ATG2A is a large peripheral membrane protein with multiple domains:
- N-terminal region: Contains a putative membrane-binding domain that interacts with the ER
- Central region: Features WD40 repeat-like beta-propeller structures
- C-terminal region: Contains the conserved ATG2 domain essential for autophagosome formation
The protein lacks transmembrane domains but associates peripherally with lipid membranes through amphipathic helices.

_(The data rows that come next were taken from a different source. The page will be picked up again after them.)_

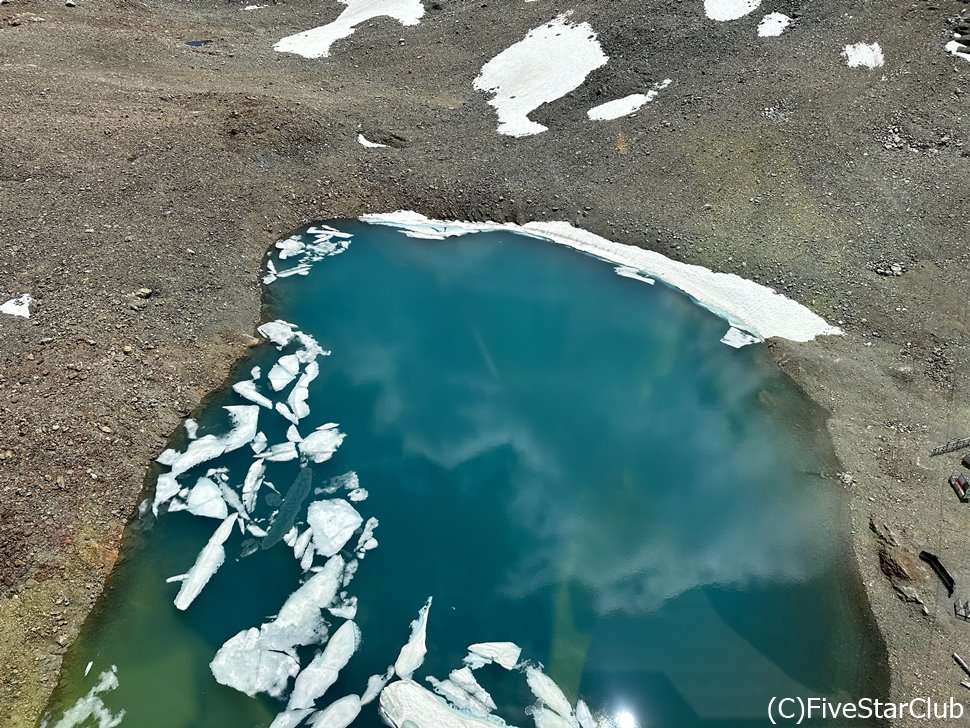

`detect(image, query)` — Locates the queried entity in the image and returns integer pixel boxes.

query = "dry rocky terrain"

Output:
[0,0,970,728]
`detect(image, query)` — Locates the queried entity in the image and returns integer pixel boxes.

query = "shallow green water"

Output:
[50,222,886,728]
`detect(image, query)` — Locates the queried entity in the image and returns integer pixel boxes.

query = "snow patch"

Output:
[704,0,761,22]
[475,14,609,137]
[0,293,34,318]
[758,13,791,38]
[842,43,886,68]
[273,0,424,58]
[586,78,673,121]
[357,134,387,149]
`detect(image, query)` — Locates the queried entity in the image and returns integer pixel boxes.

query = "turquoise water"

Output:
[50,222,888,728]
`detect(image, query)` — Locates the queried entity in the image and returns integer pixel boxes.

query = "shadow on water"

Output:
[43,221,888,728]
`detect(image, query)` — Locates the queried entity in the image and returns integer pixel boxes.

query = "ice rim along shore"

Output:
[47,211,842,728]
[360,210,845,348]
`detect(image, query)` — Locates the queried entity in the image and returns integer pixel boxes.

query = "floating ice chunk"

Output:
[525,667,573,725]
[273,0,424,58]
[258,442,299,463]
[526,707,576,728]
[721,326,761,349]
[465,642,522,670]
[310,695,361,728]
[263,556,344,645]
[613,265,656,286]
[152,405,259,515]
[448,667,496,711]
[232,379,273,409]
[307,498,364,556]
[842,43,886,68]
[360,665,394,705]
[586,78,673,121]
[175,513,238,610]
[704,0,761,22]
[0,293,34,318]
[262,468,312,556]
[351,516,380,559]
[300,545,317,571]
[758,13,791,38]
[290,621,360,716]
[242,459,266,513]
[944,36,970,61]
[300,422,345,463]
[152,473,181,515]
[475,14,609,137]
[427,677,489,718]
[268,354,300,392]
[42,663,125,728]
[327,597,357,619]
[357,134,387,149]
[293,528,313,559]
[256,320,296,346]
[576,700,599,728]
[286,360,320,420]
[186,478,229,520]
[249,432,266,455]
[209,627,300,697]
[394,597,432,680]
[380,680,516,728]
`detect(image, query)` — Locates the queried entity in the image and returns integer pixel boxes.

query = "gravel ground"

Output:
[0,0,970,727]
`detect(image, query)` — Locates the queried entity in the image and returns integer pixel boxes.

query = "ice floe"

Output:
[209,556,344,697]
[379,680,516,728]
[310,695,361,728]
[361,211,843,341]
[307,498,364,556]
[41,665,125,728]
[525,667,573,725]
[186,478,229,520]
[152,405,259,514]
[273,0,424,58]
[448,658,492,711]
[475,13,609,137]
[465,642,522,670]
[0,293,34,318]
[758,13,791,38]
[270,621,360,728]
[263,225,353,284]
[842,43,885,68]
[209,627,300,697]
[357,134,387,149]
[394,597,431,680]
[232,379,273,409]
[360,665,394,705]
[704,0,761,22]
[175,516,239,611]
[586,78,673,121]
[945,40,970,61]
[721,326,761,349]
[299,422,352,463]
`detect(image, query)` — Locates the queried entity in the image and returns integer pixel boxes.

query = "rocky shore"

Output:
[0,0,970,728]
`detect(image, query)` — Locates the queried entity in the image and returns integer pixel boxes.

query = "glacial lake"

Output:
[47,221,888,728]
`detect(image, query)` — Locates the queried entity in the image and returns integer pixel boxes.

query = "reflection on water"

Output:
[45,223,886,728]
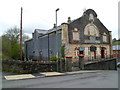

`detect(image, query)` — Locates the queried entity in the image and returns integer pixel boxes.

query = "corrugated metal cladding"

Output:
[25,32,62,60]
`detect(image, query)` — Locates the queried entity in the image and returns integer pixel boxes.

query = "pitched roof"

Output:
[112,45,120,50]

ATG2A plays essential roles in neuronal autophagy:
- Autophagosome formation: Acts as a scaffold protein during the initial stages of autophagosome biogenesis
- Lipid droplet metabolism: Regulates lipid droplet mobilization and distribution in neurons
- ER-to-autophagosome lipid transfer: Facilitates membrane expansion of the growing autophagosome
- Neuronal homeostasis: Maintains protein quality control in post-mitotic neurons
In the central nervous system, ATG2A is expressed in neurons and astrocytes, where it supports cellular clearance mechanisms critical for synaptic plasticity and neuronal survival.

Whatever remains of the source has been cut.